ROANOKE TIMES Copyright (c) 1996, Roanoke Times DATE: Friday, May 3, 1996 TAG: 9605030060 SECTION: NATIONAL/INTERNATIONAL PAGE: A-1 EDITION: METRO DATELINE: WASHINGTON SOURCE: The Washington Post
The Senate overwhelmingly passed an immigration bill Thursday that would reinforce the U.S. Border Patrol, crack down on smuggling and employing illegal aliens, and impose new restrictions on government benefits for legal immigrants.
The bill, similar to one the House passed in March, was approved 97-3 after eight days of debate marked by sharp differences among Republicans over several key issues and skirmishing between Republicans and Democrats over the minimum wage.

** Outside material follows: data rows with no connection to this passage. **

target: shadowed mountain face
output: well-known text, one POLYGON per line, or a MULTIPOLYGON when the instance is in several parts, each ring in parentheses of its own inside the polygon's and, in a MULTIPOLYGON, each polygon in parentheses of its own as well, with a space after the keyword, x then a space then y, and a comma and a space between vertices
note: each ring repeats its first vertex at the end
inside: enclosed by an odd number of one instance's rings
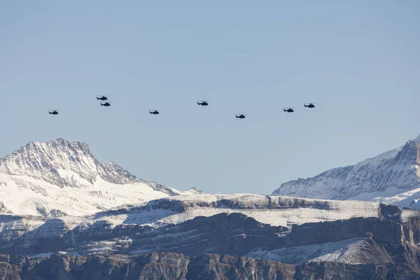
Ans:
POLYGON ((283 183, 273 195, 372 200, 420 209, 420 136, 356 165, 283 183))

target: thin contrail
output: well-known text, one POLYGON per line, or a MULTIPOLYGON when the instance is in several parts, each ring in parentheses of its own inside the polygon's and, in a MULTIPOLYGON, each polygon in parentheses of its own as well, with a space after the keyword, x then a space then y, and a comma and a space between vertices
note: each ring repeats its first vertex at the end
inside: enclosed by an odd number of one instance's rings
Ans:
POLYGON ((237 53, 222 53, 222 55, 230 55, 233 57, 251 57, 249 55, 238 55, 237 53))

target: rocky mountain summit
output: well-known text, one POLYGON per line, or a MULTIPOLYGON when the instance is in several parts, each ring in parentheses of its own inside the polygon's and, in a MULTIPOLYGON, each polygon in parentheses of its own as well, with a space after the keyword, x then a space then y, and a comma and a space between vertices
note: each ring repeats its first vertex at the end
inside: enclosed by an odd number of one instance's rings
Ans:
POLYGON ((272 195, 371 200, 420 209, 420 136, 355 165, 283 183, 272 195))
MULTIPOLYGON (((418 148, 328 180, 412 190, 418 148)), ((179 192, 63 139, 0 160, 2 279, 415 279, 419 244, 420 211, 377 201, 179 192)))
POLYGON ((31 142, 0 160, 0 213, 55 218, 181 194, 99 162, 88 144, 31 142))

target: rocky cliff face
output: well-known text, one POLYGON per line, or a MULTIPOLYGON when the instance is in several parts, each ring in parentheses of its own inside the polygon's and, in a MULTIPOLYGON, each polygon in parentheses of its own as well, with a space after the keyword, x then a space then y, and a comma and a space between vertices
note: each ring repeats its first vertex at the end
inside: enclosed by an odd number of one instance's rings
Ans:
MULTIPOLYGON (((232 202, 225 201, 220 205, 251 206, 232 202)), ((155 203, 148 210, 152 211, 155 203)), ((186 210, 195 203, 178 206, 186 210)), ((276 201, 272 206, 284 204, 276 201)), ((309 204, 291 206, 301 211, 309 204)), ((327 205, 310 206, 326 211, 327 205)), ((38 217, 36 225, 31 217, 4 215, 0 252, 6 255, 0 257, 0 278, 420 277, 420 214, 396 206, 380 205, 376 217, 288 227, 265 224, 241 213, 197 216, 161 226, 113 224, 113 220, 104 218, 98 215, 97 219, 88 221, 78 217, 38 217)))
POLYGON ((273 195, 373 200, 420 208, 420 136, 356 165, 281 184, 273 195))
MULTIPOLYGON (((402 255, 400 262, 407 261, 405 258, 402 255)), ((249 257, 214 254, 188 257, 173 253, 152 253, 128 258, 57 253, 37 258, 0 255, 0 278, 5 280, 417 279, 419 272, 416 267, 401 263, 321 262, 293 266, 249 257)))
POLYGON ((80 142, 31 142, 0 159, 0 213, 80 216, 181 193, 99 162, 80 142))

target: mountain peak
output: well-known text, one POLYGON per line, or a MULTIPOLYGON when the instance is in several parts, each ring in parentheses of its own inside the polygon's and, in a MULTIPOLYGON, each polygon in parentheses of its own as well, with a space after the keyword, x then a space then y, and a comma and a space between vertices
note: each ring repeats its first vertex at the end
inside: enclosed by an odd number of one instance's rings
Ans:
POLYGON ((420 209, 420 136, 355 165, 284 183, 273 195, 374 200, 420 209))
POLYGON ((139 181, 113 162, 99 162, 86 143, 62 138, 28 143, 0 160, 0 172, 42 178, 60 187, 88 186, 99 178, 117 184, 139 181))

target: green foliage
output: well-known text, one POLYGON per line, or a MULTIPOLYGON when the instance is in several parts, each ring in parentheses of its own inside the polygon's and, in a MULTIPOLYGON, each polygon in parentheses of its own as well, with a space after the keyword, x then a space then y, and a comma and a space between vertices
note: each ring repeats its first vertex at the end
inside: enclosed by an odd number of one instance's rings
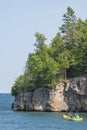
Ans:
POLYGON ((68 7, 59 29, 50 46, 43 34, 35 34, 35 52, 29 54, 24 74, 16 79, 13 96, 39 87, 52 89, 67 77, 80 76, 87 70, 87 20, 77 19, 68 7))

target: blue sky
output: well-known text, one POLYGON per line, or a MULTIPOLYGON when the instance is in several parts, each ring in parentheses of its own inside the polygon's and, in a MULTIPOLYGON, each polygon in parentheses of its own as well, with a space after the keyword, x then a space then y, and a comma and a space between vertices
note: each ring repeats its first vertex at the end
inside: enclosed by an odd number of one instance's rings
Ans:
POLYGON ((24 72, 35 33, 44 34, 50 44, 68 6, 87 19, 86 0, 0 0, 0 93, 10 93, 24 72))

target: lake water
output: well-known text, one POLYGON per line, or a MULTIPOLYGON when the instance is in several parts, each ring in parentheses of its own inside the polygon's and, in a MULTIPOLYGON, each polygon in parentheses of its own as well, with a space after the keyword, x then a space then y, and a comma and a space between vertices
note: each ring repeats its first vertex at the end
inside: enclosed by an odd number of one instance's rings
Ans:
POLYGON ((14 112, 10 94, 0 94, 0 130, 86 130, 87 113, 79 113, 83 122, 66 121, 64 113, 14 112))

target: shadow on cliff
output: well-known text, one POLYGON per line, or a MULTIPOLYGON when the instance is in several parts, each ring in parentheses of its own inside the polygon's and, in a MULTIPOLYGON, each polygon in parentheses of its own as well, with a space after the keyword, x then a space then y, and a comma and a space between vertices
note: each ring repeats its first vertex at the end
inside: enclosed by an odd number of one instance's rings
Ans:
POLYGON ((67 111, 87 111, 87 79, 84 77, 67 80, 64 83, 64 102, 67 104, 67 111))

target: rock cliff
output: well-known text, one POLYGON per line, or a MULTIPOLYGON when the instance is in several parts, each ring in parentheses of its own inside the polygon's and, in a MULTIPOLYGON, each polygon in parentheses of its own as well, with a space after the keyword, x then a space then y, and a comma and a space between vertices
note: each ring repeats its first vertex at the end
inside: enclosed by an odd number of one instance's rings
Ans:
POLYGON ((55 89, 38 88, 20 93, 12 108, 15 111, 87 111, 87 78, 67 80, 55 89))

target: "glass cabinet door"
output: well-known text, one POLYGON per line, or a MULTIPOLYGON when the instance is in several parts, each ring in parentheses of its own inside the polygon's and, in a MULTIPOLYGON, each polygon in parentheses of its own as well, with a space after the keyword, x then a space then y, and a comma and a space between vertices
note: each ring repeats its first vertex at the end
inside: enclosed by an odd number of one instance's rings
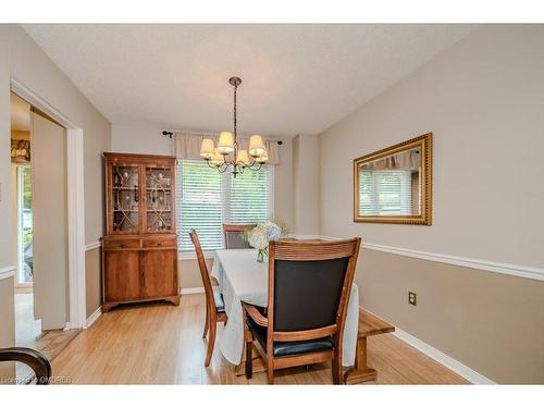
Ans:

Although only three Democrats voted against the bill, it immediately came under fire from private groups on both sides of the debate. Advocates of lower immigration levels charged that it had been ``diluted'' to the point of meaninglessness, while immigration proponents assailed as ``mean-spirited'' its restrictions on legal immigrants' access to public benefits.
Like its House counterpart, the Senate bill emerged from the legislative process without its original provisions aimed at reducing the number of legal immigrants. The sponsor, Alan Simpson, R-Wyo., attempted to insert what he described as modest cuts in the annual visa levels for legal immigration, but he was soundly rebuffed in a move led by freshman Republican Spencer Abraham of Michigan to keep legal immigration visa numbers in a separate bill, effectively shelving the issue.
The bill would nearly double the strength of the Border Patrol, an arm of the Immigration and Naturalization Service, by adding 4,700 new agents over the next five years. It would also add 600 INS investigators to crack down on alien smuggling, illegal employment and visa overstays.
Foreigners who enter the United States legally but then overstay their visas account for as many as half the country's roughly 4 million illegal immigrants, a population estimated to be increasing by 300,000 a year, according to INS estimates.
The bill would increase detention space for illegal aliens to at least 9,000 beds by September 1997 and add 700 Labor Department investigators over the next two years to enforce labor standards in areas with large illegal immigrant populations.
In a close vote, the senators approved pilot projects aimed at developing a system to verify eligibility for employment and public assistance, and agreed to federal standards for birth certificates and state driver's licenses to reduce document fraud. Conservative Republicans had charged that the verification system would lead to creation of a ``national ID card,'' although this was expressly ruled out in the bill.
The bill would make it easier to deport ``criminal aliens'' by, among other measures, changing the definition of an ``aggravated felony,'' which triggers expedited deportation, to sentences of one year, instead of five years at present.
It would also authorize the INS to spend an additional $12 million on physical barriers along the U.S.-Mexican border south of San Diego, Calif., including triple fences and high-tech detection devices.
In some of its most controversial provisions, the bill seeks to limit immigrants' access to federal benefits and reinforce long-standing provisions prohibiting legal immigrants from becoming ``public charges.'' Legal immigrants would be subject to deportation if they received federal welfare benefits for more than 12 months during their first five years in the country.
President Clinton called the bill an endorsement of his administration's ``comprehensive immigration strategy,'' which he said already had made ``historic progress'' in cracking down at the border and in the workplace.
Clinton said the bill ``goes too far in denying legal immigrants access to vital safety net programs which would jeopardize public health and safety.''
Senate Majority Leader Bob Dole, R-Kan., hailed the bill as a ``long overdue'' effort to balance the U.S. heritage as a nation of immigrants with tougher enforcement of American ``sovereignty'' on the nation's borders.
``We cannot remain a great country and fail to control our borders,'' Dole said. He said the bill's provisions provide ``for first time a realistic hope that our Border Patrol can cope with illegal immigration.''
Sen. Edward Kennedy, D-Mass., forecast a tough fight over an amendment in the House version that allows states to deny free public education to illegal immigrant children. Such a provision, which Kennedy said he strongly opposes, was never offered in the Senate and could trigger a veto if it reaches Clinton.